Agricultural landscape composition as a driver of farmland bird diversity in America
In agriculture-dominated landscapes, agricultural
intensification and associated landscape homogenization have caused large
declines in farmland biodiversity. This study was aimed at determining how
agricultural landscape composition drives community diversity and composition
of farmland birds in the characteristic bocage landscape in Brittany (NW
France) on a broad scale. Using bird atlas data from the region (2004–2008; 10
× 10 km), we analyzed the importance of different components of agricultural
landscape composition (types of crops, amount of semi-natural covers and
elements, and artificial lands) on the alpha diversity and beta diversity of
farmland birds of different functional groups, defined depending on the degree
of farmland specialization and ecological requirements.

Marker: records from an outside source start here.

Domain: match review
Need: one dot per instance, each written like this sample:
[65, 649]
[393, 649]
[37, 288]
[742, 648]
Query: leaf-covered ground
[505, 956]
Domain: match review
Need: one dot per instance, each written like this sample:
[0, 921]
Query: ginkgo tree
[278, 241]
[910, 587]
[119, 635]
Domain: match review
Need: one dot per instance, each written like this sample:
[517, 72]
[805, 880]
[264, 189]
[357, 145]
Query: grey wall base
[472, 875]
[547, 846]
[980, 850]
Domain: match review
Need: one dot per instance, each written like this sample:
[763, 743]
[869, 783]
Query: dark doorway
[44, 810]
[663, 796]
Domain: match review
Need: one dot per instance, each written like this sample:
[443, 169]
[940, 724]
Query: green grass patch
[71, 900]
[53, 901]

Agricultural landscape composition features
explained a small amount of variation in alpha and beta diversity, particularly
for specialists and residents. Cereal crops were negatively correlated with
alpha diversity of all the functional groups considered whereas rotational
grasslands were negatively associated with migrant and insectivorous alpha
diversity. Although shrublands are not common in Brittany, they were positively
associated with the occurrence of some species and particularly with alpha
diversity of all the functional groups but specialists and residents. At the
spatial grain of analysis, community composition was mainly driven by a
gradient of alteration of the bocage.